MegaTTS3
MegaTTS3 is an open-source lightweight and efficient text-to-speech (TTS) synthesis system developed by ByteDance. Its main features include:
- Lightweight and Efficient: The backbone network of TTS Diffusion Transformer has only 0.45B parameters.
- High-Quality Voice Cloning: It has excellent voice cloning capabilities, capable of generating similar voices based on provided audio samples.
- Bilingual Support: Supports Chinese and English, as well as mixed-language contexts.
- Controllability: Supports accent intensity control and plans to support more precise pronunciation/duration adjustments.

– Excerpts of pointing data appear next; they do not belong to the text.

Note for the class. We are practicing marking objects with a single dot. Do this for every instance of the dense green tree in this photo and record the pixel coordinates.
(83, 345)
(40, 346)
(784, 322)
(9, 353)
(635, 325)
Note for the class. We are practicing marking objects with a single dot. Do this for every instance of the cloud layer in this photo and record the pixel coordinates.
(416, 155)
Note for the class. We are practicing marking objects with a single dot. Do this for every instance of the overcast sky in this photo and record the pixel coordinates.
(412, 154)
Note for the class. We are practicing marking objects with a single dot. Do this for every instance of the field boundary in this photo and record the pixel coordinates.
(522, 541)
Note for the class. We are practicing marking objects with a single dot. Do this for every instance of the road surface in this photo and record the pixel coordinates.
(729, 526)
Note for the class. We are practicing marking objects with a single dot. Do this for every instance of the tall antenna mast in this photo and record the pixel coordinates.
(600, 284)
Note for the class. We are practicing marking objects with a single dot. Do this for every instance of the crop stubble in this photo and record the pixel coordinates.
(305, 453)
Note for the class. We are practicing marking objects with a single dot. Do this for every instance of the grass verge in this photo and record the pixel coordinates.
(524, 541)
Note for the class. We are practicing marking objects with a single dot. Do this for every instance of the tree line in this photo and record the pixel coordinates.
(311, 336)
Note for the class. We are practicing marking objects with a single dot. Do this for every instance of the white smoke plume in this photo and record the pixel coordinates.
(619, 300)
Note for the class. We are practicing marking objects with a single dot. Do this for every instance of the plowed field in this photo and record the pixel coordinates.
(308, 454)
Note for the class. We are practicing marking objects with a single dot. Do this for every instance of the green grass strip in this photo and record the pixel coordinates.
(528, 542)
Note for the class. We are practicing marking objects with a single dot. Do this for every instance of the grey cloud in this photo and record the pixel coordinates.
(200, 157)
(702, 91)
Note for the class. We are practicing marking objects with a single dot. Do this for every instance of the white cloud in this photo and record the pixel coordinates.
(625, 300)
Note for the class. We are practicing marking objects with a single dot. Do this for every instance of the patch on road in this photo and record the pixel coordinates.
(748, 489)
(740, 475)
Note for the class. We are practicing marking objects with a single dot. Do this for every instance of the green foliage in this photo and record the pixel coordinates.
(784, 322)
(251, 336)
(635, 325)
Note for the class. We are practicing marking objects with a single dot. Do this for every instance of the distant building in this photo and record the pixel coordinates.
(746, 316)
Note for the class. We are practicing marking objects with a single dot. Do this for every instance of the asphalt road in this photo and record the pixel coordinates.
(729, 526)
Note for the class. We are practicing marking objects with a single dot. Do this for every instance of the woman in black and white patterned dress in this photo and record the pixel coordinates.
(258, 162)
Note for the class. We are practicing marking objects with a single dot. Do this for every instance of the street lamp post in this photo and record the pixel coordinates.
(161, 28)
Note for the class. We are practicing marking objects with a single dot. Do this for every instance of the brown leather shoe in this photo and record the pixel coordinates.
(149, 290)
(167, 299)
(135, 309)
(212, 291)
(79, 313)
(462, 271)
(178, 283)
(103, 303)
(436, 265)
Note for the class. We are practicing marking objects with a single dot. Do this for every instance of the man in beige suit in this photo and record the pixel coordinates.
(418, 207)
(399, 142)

The project also includes other useful sub-modules, such as:
- Aligner: A speech-text alignment model that can be used for tasks like dataset filtering, speech segmentation, and phoneme recognition.
- Grapheme-to-Phoneme Model: A grapheme-to-phoneme conversion model.
- WaveVAE: A waveform VAE used to compress speech into low-dimensional acoustic latent variables, which can serve as training targets for speech synthesis models or be used for speech conversion.
In summary, MegaTTS3 is a powerful and flexible TTS system with high-quality voice cloning capabilities and bilingual support, while also providing a series of useful tools to support speech processing tasks.